Kenya has formally exited the Common Market for Eastern and Southern Africa (COMESA) Sugar Safeguard regime, ending a 24-year period of protective measures and marking a significant policy milestone for the country’s sugar industry.

In a statement released on Saturday, Kenya Sugar Board (KSB) CEO Jude Chesire said the safeguard, which lapsed on November 30, 2025, had achieved its intended purpose, and Kenya is now positioned to compete effectively within the regional market.

“The Government of Kenya has formally exited the COMESA Sugar Safeguard regime after 24 years, marking a decisive and confident transition for the country’s sugar industry,” Chesire said.
“The safeguard had fully achieved its objective as a temporary, reform-driven instrument to stabilize and restructure the sector.”

From Protection to Competitiveness

Chesire emphasized that the exit should not be seen as a risk to the industry. Rather, it reflects a strengthened and well-managed sector supported by clear policy direction.

“This transition reflects strength, not vulnerability. Kenya’s sugar industry is stable, well-managed, and supported by clear policy direction. The move signals readiness to compete within a structured and fair regional market.”

The focus of policy is shifting from protection to competitiveness, with increased emphasis on value addition, efficiency, and diversification. Sugarcane is increasingly viewed as an industrial raw material, with potential for value in products such as ethanol, electricity from bagasse, paper, board, and industrial alcohols.

KSB is already supporting millers to diversify by-products, strengthening cash flows and improving farmer payments.

Strong Recovery in Production

Kenya’s sugar subsector has recorded notable recovery, with sugarcane acreage expanding by 19.4%, from 242,508 hectares to 289,631 hectares.

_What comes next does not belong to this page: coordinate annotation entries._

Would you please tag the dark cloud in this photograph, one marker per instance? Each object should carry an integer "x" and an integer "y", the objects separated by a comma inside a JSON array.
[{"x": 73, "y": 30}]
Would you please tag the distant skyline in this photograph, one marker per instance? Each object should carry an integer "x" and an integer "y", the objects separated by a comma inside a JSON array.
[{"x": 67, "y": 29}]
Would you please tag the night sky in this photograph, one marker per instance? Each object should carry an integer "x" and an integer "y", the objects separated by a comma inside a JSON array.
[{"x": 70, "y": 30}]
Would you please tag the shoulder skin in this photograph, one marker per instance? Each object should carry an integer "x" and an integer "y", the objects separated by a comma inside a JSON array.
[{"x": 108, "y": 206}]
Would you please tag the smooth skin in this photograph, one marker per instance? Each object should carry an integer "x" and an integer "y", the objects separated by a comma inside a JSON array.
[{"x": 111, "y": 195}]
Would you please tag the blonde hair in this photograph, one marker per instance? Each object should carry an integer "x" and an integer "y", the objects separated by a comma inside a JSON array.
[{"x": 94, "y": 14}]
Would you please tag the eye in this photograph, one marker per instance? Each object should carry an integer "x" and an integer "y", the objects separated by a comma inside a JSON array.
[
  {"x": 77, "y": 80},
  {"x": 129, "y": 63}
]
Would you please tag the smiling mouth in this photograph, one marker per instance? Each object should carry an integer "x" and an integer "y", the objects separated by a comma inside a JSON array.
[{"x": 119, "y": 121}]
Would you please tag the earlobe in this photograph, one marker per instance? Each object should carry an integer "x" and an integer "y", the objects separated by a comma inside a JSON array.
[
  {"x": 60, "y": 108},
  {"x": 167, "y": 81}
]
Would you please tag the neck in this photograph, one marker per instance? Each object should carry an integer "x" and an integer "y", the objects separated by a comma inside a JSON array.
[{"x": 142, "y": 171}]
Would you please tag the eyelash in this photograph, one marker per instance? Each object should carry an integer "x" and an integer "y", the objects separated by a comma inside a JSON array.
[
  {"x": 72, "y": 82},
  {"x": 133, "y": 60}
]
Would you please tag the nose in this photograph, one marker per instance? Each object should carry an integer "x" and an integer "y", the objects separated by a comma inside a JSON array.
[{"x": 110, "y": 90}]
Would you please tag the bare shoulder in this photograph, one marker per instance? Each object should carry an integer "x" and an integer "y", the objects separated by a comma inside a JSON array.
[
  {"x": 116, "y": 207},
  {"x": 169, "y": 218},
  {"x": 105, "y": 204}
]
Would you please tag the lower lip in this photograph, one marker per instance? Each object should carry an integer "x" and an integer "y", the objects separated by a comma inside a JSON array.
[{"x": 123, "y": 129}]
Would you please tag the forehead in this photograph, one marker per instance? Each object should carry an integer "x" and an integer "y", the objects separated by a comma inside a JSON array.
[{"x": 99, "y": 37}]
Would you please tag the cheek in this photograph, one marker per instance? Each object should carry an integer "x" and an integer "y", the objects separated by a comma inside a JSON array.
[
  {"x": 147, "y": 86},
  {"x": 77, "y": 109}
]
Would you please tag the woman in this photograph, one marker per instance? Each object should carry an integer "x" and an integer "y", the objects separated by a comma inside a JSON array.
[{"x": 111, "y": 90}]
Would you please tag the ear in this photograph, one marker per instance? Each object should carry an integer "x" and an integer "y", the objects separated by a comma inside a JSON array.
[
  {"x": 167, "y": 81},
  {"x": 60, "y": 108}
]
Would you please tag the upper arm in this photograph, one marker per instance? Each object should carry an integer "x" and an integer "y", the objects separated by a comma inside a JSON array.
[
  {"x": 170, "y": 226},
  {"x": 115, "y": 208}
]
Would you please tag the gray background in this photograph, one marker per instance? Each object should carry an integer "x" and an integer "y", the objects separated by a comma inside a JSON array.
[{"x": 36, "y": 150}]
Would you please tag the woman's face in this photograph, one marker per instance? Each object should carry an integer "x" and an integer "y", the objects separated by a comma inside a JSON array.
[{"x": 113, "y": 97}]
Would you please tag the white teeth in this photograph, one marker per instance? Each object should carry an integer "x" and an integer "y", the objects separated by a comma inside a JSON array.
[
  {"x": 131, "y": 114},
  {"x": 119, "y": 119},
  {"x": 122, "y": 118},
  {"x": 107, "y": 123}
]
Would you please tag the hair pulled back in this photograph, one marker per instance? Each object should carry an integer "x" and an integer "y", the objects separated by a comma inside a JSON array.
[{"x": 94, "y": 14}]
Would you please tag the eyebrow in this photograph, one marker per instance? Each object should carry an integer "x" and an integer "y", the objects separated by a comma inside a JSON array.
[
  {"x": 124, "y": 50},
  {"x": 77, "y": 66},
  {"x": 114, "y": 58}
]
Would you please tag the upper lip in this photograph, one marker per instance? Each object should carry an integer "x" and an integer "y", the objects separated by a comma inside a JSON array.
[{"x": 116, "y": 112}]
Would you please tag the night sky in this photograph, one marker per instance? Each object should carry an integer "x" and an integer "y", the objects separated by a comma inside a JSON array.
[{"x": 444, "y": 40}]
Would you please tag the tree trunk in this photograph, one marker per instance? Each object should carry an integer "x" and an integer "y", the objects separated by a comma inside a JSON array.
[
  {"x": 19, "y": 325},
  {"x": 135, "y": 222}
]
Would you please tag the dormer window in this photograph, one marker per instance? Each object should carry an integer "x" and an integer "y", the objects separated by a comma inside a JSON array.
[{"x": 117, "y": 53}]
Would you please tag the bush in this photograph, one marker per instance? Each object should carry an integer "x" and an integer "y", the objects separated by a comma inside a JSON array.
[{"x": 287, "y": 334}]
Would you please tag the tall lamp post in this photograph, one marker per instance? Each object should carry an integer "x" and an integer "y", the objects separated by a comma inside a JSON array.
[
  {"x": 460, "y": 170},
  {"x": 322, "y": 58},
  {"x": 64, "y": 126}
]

Sugar production also increased 76%, from 472,773 metric tonnes in 2022 to 815,454 metric tonnes, driven by favorable rainfall, improved access to certified seed cane, and fertiliser subsidy interventions.

While national demand stands at approximately 1.1 million metric tonnes annually, domestic production is increasingly aligned with consumption. However, Chesire noted that capacity expansion, factory rehabilitation, and newly leased mills will take time to reach full potential, making continued imports necessary.

“Kenya will continue to responsibly supplement local supply through imports from both the COMESA region and other approved sources. This approach ensures price stability, food security, and market certainty without undermining local production.”

He also cited climate variability as a factor affecting output, with dry spells temporarily reducing production while good rainfall boosts yields. Despite these challenges, the medium-term outlook remains strong, with Kenya expected to meet and eventually surpass domestic demand, positioning itself for surplus production and regional exports.

Structural Reforms and Government Support

The sector has undergone deep and irreversible structural reforms, including the long-term private leasing of former state-owned sugar mills to enhance efficiency, professionalism, and accountability. Chesire stressed that exiting the safeguard does not mean the withdrawal of government support.

“The exit from the safeguard aligns with the reform trajectory already underway and reinforces certainty in the operating environment,” he said.

Kenya first introduced the Sugar Safeguard in 2001 under Article 61 of the COMESA Treaty, seeking time to implement structural reforms. Over 24 years and eight extensions, the safeguard was governed by strict benchmarks set by the COMESA Council of Ministers all of which have now been met.

“The conclusion of the safeguard marks the successful completion of a reform cycle, not its abandonment,” Chesire noted.

Kenya’s exit from the COMESA Sugar Safeguard is being hailed as a major policy milestone, signaling a confident shift towards a competitive, diversified, and sustainable sugar industry in the region.